Per their prospectuses...the ETF has this disclosure
"The fund has adopted a Distribution and Shareholder Services (12b-1) Plan pursuant to which the fund is subject to an annual 12b-1 fee of up to 0.25% of its average daily net assets. However, the Board has determined that no such fees will be charged prior to November 14, 2011 (more than 12 months from the commencement of the fund’s operations)."
The Mutual fund prospectus has this disclosure
Schwab and the investment adviser have agreed to limit the “net operating expenses” (excluding interest, taxes and certain non-routine expenses) of the Investor Shares and Select Shares to 0.09% for so long as the investment adviser serves as the adviser to the fund. This agreement may only be amended or terminated with approval of the fund’s Board of Trustees.
If the fee waiver is removed, the ER for the mutual fund goes upto .12%.

I agree that if one has the minimums to cover the VG fund then they should definitely go with that but there are other situations where the Schwab fund may make sense such as
- Investing the cash back from the Schwab Visa
- Investing small amounts

Considering the difference in ER for the ETF (SCHB) and MutualFund(SWTSX) is only 0.01% and the possibility that Schwab may re-instate a 12b-1 for the ETF, doesn't it make sense to invest in the mutual fund?
I know we are probably splitting hairs here, but trying to see which is a simpler option in a taxable account.

Best Regards,
Simba
In addition, the board of trustees for the Schwab ETF Trust approved the termination of the 12b-1 distribution and marketing fees. Even though most ETFs do not charge 12b-1 fees, many fund families have the flexibility of charging them.


“We've eliminated our Rule 12b-1 plan to simplify our pricing and remove the potential additional costs,” said Crawford. “This change reaffirms our commitment to providing clients with optimal value in our relationship with them.”

User avatar
simba
Posts: 540
Joined: Mon Feb 19, 2007 7:47 pm

Post by simba » Sat Jan 30, 2010 2:07 pm

grabiner wrote:If the tax data is from Morningstar, it may not be correct; Morningstar doesn't always know about qualified dividends. Check the tax information with Schwab instead. I would expect the fund to have mostly qualified dividends (Vanguard has 100%), and it's hard for a total-market index fund to have significant capital gains, so I would expect the tax efficiency to be similar.
Good point. I'll check the Schwab returns later tonight.

User avatar
simba
Posts: 540
Joined: Mon Feb 19, 2007 7:47 pm

Post by simba » Sat Jan 30, 2010 2:13 pm

Doc/MnD,

Thanks for the update from Jan Supplement. I had checked all their supplements until Dec.

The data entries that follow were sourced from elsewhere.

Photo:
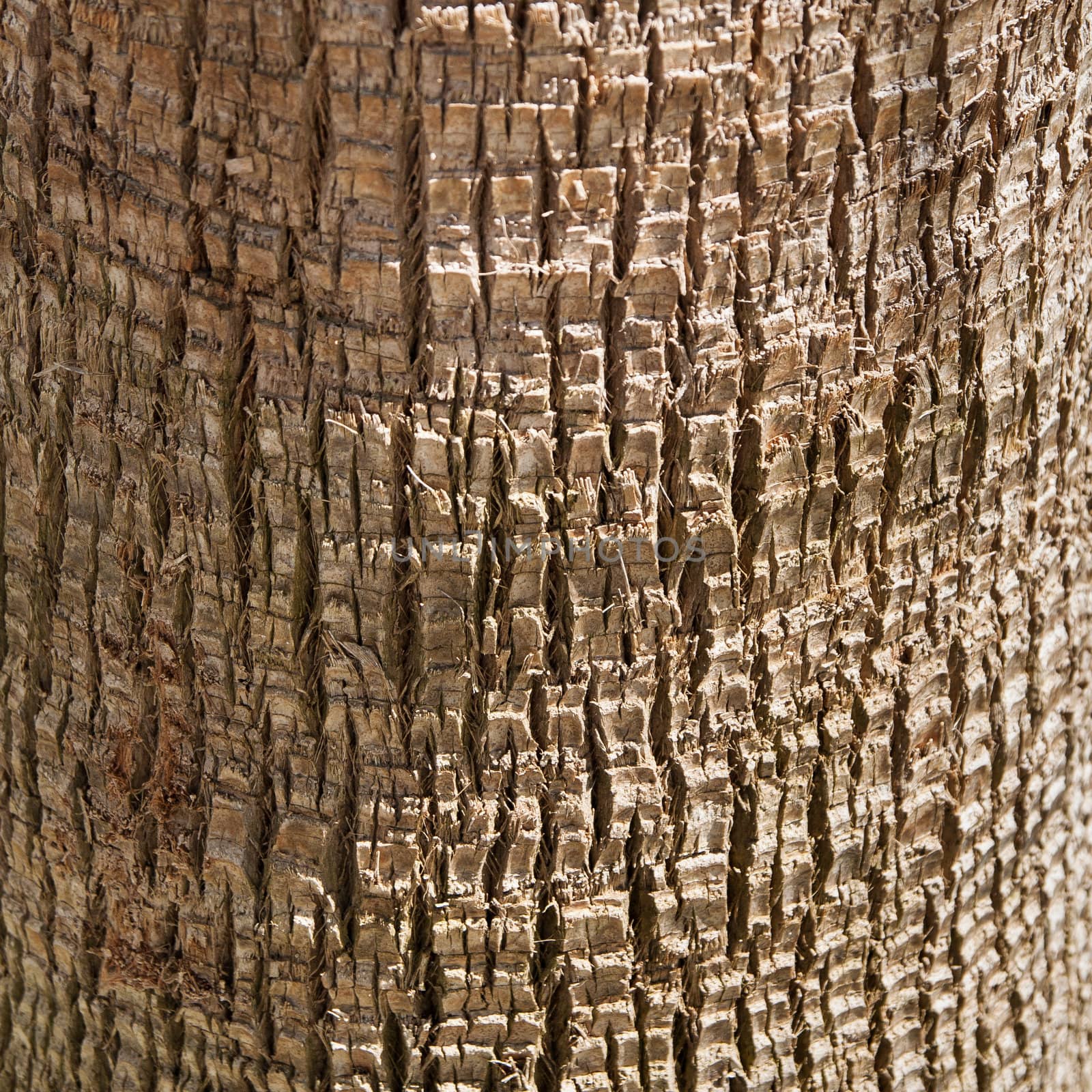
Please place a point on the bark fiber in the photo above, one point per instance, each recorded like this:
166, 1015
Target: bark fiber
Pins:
281, 811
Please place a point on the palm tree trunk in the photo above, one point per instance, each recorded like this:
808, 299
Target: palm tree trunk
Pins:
342, 747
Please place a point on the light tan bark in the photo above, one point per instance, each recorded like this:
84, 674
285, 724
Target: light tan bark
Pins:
281, 811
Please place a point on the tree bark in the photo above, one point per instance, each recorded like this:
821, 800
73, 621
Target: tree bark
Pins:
287, 804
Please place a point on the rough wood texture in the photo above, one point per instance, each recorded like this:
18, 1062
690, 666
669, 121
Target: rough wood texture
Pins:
283, 811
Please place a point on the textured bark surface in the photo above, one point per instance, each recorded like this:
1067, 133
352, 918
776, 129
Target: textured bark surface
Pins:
282, 811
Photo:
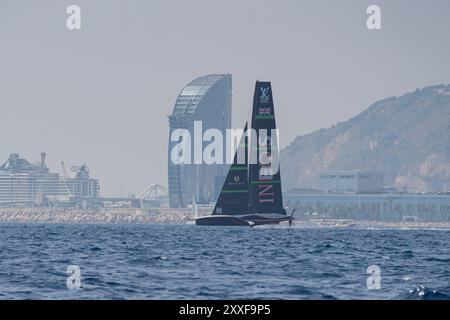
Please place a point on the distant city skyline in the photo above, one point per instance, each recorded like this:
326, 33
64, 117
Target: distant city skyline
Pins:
101, 95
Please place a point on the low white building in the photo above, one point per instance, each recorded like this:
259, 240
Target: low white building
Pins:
351, 182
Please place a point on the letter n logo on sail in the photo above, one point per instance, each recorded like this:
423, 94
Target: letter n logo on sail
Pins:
265, 192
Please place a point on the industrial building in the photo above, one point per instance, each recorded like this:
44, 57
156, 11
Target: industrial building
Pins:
206, 99
351, 182
26, 184
80, 184
369, 207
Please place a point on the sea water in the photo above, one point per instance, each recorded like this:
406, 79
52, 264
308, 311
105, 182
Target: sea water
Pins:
192, 262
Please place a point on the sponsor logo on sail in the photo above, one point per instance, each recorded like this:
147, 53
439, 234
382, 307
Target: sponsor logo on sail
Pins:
265, 96
265, 111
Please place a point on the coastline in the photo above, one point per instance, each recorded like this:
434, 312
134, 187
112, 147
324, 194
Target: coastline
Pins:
181, 217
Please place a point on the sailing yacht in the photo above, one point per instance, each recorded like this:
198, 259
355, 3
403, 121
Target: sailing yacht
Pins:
251, 194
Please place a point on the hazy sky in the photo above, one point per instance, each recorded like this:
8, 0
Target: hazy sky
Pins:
101, 95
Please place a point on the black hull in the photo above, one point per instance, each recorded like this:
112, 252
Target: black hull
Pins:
222, 221
243, 220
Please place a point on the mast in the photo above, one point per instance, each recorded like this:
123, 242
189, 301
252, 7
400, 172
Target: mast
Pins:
233, 198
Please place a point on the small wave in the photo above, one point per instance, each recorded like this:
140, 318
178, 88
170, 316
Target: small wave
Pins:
423, 293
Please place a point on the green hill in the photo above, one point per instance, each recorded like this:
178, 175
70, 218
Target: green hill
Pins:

M* doesn't have the latest supplement yet.

So given what we know, does it make sense to invest in the ETF or the mutual fund? The ETF may have a better after-tax returns but the bid-ask spreads may not always give you the best cost basis.

To simplify, does it make sense to just invest in the mutual fund then?

User avatar
Doc
Posts: 9613
Joined: Sat Feb 24, 2007 1:10 pm
Location: Two left turns from Larry

Post by Doc » Sat Jan 30, 2010 2:25 pm

simba wrote:Doc/MnD,

Thanks for the update from Jan Supplement. I had checked all their supplements until Dec. M* doesn't have the latest supplement yet.

So given what we know, does it make sense to invest in the ETF or the mutual fund? The ETF may have a better after-tax returns but the bid-ask spreads may not always give you the best cost basis.

To simplify, does it make sense to just invest in the mutual fund then?
Don't give me too much credit to the Jan Supplement. I saw a comment on the 12-1B removal somewhere and just looked in the most reasonable place.

No it rearely makes sense to limit your options. More of a concern than the negligible difference in e/r or spread is the embargo Vg puts on most of its funds. That puts them at a disadvantage in some circumstances.
A scientist looks for THE answer to a problem, an engineer looks for AN answer and lawyers ONLY have opinions. Investing is not a science.